Likishi Dance Costume Leggings
This complete dance costume shows how masks are normally one part of a larger ensemble. The mask is sewn directly onto the costume of looped bark and fiber, which fits tightly over the body of the dancer. Seedpod rattles and metal bells added a musical aspect to the performance.
Although they are danced by Luvale men, mwana pwevo masks depict women. In order to own and perform with a mask, a man had to symbolically marry it by paying the carver a copper ring as a bride price. In so doing, the dancer made a commitment to honor and care for the spirit represented by the mask.

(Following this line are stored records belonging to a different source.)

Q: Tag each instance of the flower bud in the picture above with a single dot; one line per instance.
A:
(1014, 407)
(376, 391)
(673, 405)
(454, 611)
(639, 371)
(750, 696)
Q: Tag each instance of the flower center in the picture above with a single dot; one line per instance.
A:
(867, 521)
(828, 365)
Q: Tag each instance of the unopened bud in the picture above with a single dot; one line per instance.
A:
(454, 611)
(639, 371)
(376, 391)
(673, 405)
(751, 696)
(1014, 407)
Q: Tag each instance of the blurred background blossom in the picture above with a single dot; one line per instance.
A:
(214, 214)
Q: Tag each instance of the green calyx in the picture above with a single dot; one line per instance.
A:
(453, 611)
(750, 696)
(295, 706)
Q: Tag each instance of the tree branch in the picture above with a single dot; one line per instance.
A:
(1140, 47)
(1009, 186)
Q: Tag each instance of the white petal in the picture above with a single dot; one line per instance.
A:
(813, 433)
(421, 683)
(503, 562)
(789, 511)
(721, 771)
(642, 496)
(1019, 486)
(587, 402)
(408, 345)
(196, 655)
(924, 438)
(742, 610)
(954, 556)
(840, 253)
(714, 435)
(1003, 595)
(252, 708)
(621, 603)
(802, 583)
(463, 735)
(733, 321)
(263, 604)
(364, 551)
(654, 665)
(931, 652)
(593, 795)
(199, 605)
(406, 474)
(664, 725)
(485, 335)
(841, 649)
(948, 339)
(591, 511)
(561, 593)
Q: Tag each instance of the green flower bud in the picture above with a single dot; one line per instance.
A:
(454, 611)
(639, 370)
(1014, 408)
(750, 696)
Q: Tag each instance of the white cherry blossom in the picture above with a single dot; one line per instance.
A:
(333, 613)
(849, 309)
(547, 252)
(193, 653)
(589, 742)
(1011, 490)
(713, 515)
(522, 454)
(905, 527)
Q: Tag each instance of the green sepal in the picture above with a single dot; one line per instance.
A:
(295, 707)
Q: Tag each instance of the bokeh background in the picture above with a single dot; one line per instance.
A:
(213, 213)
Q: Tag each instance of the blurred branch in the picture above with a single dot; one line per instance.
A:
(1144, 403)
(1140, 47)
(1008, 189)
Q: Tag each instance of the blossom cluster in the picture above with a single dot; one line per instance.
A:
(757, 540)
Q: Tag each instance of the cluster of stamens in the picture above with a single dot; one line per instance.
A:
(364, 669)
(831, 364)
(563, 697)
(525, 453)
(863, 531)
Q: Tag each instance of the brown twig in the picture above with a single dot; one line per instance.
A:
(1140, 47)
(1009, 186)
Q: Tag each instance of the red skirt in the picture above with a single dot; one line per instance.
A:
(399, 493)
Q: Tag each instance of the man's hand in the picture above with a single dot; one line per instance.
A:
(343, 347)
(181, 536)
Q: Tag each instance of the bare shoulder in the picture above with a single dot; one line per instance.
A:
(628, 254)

In return, the dancer was able to earn his livelihood performing at local festivals.
- Culture: Luvale
- Medium: Bark, rope
- Place Made: Zambia
- Dates: late 19th or early 20th century
- Dimensions: 41 x 25 1/4 in. (104.1 x 64.1 cm) (show scale)
- Collections:Arts of Africa
- Museum Location: This item is on view in African Storage Annex, East Gallery, 1st Floor
- Accession Number: 36.549
- Credit Line: Museum Collection Fund
- Rights Statement: Creative Commons-BY
- Caption: Luvale. Likishi Dance Costume Leggings, late 19th or early 20th century. Bark, rope, 41 x 25 1/4 in. (104.1 x 64.1 cm). Brooklyn Museum, Museum Collection Fund, 36.549. Creative Commons-BY
- Catalogue Description: Brown and tan bark rope trousers worn by dancer as part of a Pwo dance costume. See 36.548 Condition: Worn.